The Heavenly Ones desire sacrifices,
from each and all,
to Each and All,
but when even one is neglected,
it brings forth only evil. (Patmos)
To serve only one is not fitting for humans. It troubles the poet that his heart has been so intimately attached to Christ since childhood; after all, Heracles is his brother, and Dionysus and the other Gods are directly felt in his blood.
A God never speaks alone.
Nor does one know everything.
Always something stands
between humans and the divine.
In steps, the Heavenly Ones descend. (The Only One)
And so They shall!
We have grown sick and fat,
on the flesh and blood of the
“one God.”
It is a spiritual disease!
No, we must
worship and celebrate
all Gods,
and not dishonor
a single one,
for one is for all,
but all are for one.
The Gods that Hölderlin is thinking of, apart from Christ, are Greek. He mentions names like Heracles, Dionysus, Apollo, Zeus, and Helios. However, these are remarkably few when compared to the great number of Gods that, for example, are familiar in the poems of Schiller. And even among these few, if we set aside the nature Gods, it is only Heracles and Dionysus that recur frequently, and whose distinct character truly resonates with the heart of the poet. Here, a curious distinction between Hölderlin and the prevailing religion of the Greeks becomes apparent. For these are precisely the figures that the Homeric, that is, the genuine Olympic religion, does not accord much importance to. Thus, for Hölderlin, the great Gods of Greek religion as individual entities signify as little as they do for Schiller, Goethe, or other poets of the grand era. However, he worships the divine in all of them with childlike piety, which sets him apart from other poets.
All Gods are full of the divine fire and: “In steps, the Heavenly Ones descend.”
Thus, it appears that Hölderlin aligns himself more with the mindset of the 18th century than we might have expected. For we must come to terms with the fact that the 18th century, despite the great inspirations it owes to the Greeks, had no understanding of the greatness of the Gods of Greece.

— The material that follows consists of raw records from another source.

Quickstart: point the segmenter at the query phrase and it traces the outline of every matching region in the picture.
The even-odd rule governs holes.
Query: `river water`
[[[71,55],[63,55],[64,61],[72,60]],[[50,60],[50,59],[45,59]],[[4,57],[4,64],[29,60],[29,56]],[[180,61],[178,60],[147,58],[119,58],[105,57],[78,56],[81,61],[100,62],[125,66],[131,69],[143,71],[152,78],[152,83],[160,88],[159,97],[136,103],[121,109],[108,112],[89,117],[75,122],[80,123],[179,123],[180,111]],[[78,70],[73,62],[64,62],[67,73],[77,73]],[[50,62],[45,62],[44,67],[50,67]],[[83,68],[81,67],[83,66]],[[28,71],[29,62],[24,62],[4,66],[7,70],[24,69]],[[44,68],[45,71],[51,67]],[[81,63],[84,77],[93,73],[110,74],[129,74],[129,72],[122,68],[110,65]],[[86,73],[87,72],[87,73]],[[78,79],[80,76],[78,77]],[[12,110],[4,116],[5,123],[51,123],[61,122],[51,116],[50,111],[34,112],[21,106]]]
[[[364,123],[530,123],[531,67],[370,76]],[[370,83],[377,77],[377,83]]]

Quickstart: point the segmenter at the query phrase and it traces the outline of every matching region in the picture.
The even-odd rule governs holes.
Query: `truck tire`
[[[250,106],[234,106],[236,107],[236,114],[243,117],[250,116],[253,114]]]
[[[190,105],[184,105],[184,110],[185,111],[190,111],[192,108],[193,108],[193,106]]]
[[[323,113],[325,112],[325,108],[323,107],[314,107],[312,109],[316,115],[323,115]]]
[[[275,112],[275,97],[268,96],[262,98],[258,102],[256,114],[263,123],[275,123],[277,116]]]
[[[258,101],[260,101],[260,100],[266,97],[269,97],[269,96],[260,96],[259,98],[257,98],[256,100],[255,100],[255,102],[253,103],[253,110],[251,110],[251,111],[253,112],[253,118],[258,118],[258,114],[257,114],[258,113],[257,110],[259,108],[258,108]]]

To them, these Gods were little more than charming allegories or dreamlike figures from the golden age of nature, as Schiller put it, of which “only a trace remains in the realm of songs.” They were mainly known from the works of the Romans, and by using the Roman names, they distanced themselves far enough from the Greek spirit. The admirers of Greece during the age of genius remained largely unfamiliar with these divine figures as they appeared to the Greeks in the heroic age and the illuminated earlier epochs. It was Nietzsche who first recognized that Athena, Apollo, and Dionysus each represent a world, a world of such breadth and depth that it can only be accurately described by the name of a God. The same could be said of the other figures of Olympus. However, after Nietzsche there followed the age of evolution, materialism, positivism, and psychology, in which the honorable trace of divine beings was entirely extinguished. Not surprisingly, this age did not comprehend how much clearer the formed-trace of the Gods had been to the minds of the 18th-century, even though they only saw the twilight of Greek culture. It is embarrassing to think that precisely in a time of complete depravity of human morals, the great Apollo of Olympia, the witness to the divine whom Pindar and Aeschylus believed in, should rise to the light again. This manifestation of the divine was not granted to our great ancestors. They only knew an Apollo through works of art. But with what force did his gaze strike them! “If it pleased the deity,” Winckelmann exclaimed, “should this form reveal itself to mortals, the whole world would worship at its feet!”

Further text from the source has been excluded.